Pemanfaatan Bahan Baku lokal Bisa Tekan Impor

NERACA

Jakarta - Saat ini, kondisi perekonomian di dalam negeri sedang mengalami keterpurukan. Bahkan, sektor industri yang diandalkan pemerintah sebagai salah satu penggerak perekonomian sedang mengalami defisit perdagangan. Menurut data, hingga kini ada sekitar 13 sektor industri masih mengalami defisit. Ini terjadi karena, industri masih ketergantungan yang amat besar pada bahan baku impor.

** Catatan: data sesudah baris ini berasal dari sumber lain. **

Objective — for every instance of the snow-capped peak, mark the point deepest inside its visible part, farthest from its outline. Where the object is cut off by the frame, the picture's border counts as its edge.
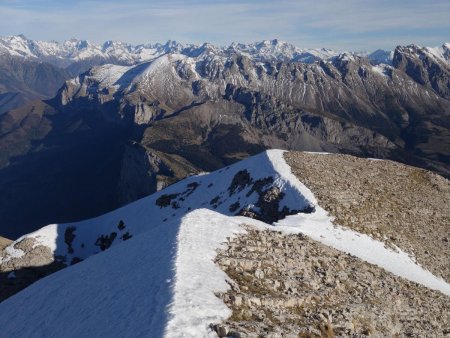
(155, 273)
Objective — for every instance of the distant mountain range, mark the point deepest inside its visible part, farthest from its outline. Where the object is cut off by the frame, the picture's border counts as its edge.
(193, 259)
(143, 117)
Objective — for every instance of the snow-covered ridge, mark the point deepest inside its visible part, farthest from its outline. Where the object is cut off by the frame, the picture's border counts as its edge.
(156, 276)
(116, 52)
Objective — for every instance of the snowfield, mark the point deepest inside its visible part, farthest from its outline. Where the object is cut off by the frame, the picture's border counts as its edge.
(158, 277)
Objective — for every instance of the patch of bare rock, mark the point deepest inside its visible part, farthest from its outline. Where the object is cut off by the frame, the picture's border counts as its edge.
(395, 203)
(35, 262)
(4, 242)
(291, 286)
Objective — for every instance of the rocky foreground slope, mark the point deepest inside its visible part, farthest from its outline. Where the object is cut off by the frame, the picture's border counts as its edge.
(132, 129)
(265, 259)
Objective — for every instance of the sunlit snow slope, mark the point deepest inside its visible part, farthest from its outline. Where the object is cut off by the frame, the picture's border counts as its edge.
(156, 276)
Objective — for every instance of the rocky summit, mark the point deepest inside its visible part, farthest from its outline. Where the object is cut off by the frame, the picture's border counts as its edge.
(282, 244)
(144, 117)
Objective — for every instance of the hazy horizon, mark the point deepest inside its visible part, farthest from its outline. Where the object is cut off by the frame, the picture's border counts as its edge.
(346, 25)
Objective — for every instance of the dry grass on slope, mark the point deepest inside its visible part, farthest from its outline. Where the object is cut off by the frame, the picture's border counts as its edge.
(398, 204)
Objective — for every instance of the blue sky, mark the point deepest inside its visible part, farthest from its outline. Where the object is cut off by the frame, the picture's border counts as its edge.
(341, 25)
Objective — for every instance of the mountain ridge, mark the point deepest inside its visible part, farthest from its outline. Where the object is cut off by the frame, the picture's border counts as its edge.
(150, 281)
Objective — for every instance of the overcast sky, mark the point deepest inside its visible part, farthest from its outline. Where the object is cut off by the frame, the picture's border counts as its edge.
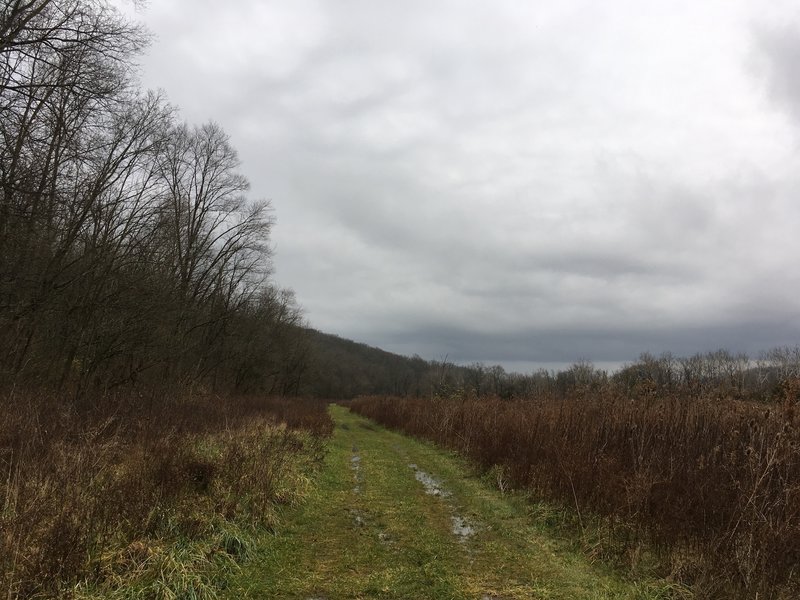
(514, 182)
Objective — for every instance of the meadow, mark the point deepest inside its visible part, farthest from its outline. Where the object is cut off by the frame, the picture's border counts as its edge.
(708, 484)
(145, 497)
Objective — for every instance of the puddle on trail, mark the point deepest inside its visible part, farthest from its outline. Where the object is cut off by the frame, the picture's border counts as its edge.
(432, 485)
(355, 465)
(358, 481)
(461, 528)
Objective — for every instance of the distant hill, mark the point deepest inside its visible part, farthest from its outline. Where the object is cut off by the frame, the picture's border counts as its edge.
(341, 368)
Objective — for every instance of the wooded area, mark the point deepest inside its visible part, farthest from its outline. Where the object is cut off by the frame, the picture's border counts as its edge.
(131, 251)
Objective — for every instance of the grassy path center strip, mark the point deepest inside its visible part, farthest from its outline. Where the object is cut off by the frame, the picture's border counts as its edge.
(392, 517)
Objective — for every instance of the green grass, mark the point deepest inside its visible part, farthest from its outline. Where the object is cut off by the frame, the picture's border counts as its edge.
(390, 539)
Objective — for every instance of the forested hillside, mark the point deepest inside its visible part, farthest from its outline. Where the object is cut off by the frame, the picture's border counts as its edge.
(131, 251)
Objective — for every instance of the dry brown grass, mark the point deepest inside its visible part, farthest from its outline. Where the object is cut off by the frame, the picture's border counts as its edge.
(98, 495)
(712, 485)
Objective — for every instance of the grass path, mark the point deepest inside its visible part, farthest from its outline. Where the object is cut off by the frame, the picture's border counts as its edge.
(372, 529)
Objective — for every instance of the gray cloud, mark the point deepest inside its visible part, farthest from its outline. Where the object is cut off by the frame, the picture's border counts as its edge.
(508, 182)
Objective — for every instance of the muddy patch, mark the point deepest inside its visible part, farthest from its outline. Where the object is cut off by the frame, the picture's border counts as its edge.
(461, 528)
(432, 485)
(358, 485)
(459, 525)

Beberapa waktu lalu, Menteri Perindustrian mengatakan industri yang mengalami defisit perdagangan terbesar secara berturut-turut adalah industri besi dan baja, industri mesin dan otomotif, industri kimia dasar, industri elektronika, industri makanan ternak industri alat-alat listrik, industri pengolahan aluminium, industri pupuk, dan industri plastik, industri barang kimia, industri makanan minuman, dan produk farmasi.

Oleh sebab itu, Pengamat ekonomi Lembaga Ilmu Pengetahuan Indonesia (LIPI), Latief Adam meminta agar pemerintah melakukan penguatan sektor industri hulu nasional dengan memanfaatkan sumber daya alam lokal sebagai bahan baku secara maksimal untuk menekan lajunya impor bahan baku. “Pemerintah kurang memanfaatkan bahan baku lokal. Padahal, dengan cara seperti ini dapat mengurangi impor bahan baku yang selama ini masih cukup tinggi,” ujar Latief saat dihubungi Neraca, Rabu (8/1).

Lebih lanjut Ekonom dai LIPI ini mengatakan untuk mengurangi ketergantungan pada bahan baku impor, Indonesia harus segera menjalankan program hilirisasi industri dengan berbasis mineral logam.“Selama ini, pemerintah mempunyai roadmap yang jelas mengenai hilirisasi industri berbasis mineral logam. Hal ini harus segera dijalankan dan pemerintah bisa menarik investasi dari dalam maupun luar negeri,” katanya.

Lonjakan impor terjadi, lanjut Latief, karena beberapa waktu yang lalu telah terjadi kasus penahanan ribuan kontainer berisi scrap impor di pelabuhan yang menyebabkan produsen baja nasional mengganti bahan baku dengan billet yang harganya jauh lebih mahal.“Lonjakan impor yang didominasi bahan baku dan barang modal didorong oleh realisasi sejumlah proyek dan investasi,” ujarnya.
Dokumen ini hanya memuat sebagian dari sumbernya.